One of the duties of the nursing staff, which receives a new patient on a unit, is to notify a member of the resident medical staff that the patient has arrived so that the resident or intern can take the history of the patient’s illness and previous illnesses, examine the patient, and write up initial orders. The interview is likely to be lengthy, and many of the questions will be reviewed by other members of the staff. The patient must cooperate to the best of his or her ability and should never insist that, because the family physician has already taken all of the details, repetition is unnecessary. Often, the patient forgets to tell his or her own physician about something, and this comes to light only during the interview at the hospital. This medical history is the most important single factor in helping the physician to make a diagnosis. It is more important than the physical examination, the tests, or the X rays, even with the sophisticated equipment available in today’s hospitals.
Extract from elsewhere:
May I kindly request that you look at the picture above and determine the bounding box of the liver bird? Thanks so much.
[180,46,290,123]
An intern usually comes to see you after you have settled into your room. He or she writes down all the details of your illness.
Giving a History
The resident physician begins the interview by introducing himself or herself and explaining who he or she is. Residents vary in interview technique, but commonly the resident begins by discussing the patient’s main symptoms, because obviously this is causing the patient the most concern. When the resident asks you what is wrong, you should explain the most prominent symptom or symptoms, such as shortness of breath or abdominal pain. The resident does not want your estimated diagnosis.
The questions that follow relate to the presenting symptom. For example, if you are complaining of abdominal pain, the resident will ask questions such as: has the pain changed position at all; has the pain become localized (concentrated in one area) or has it spread to other areas of the abdomen; and what type of pain is it (sharp, burning, spasmodic, or a dull ache).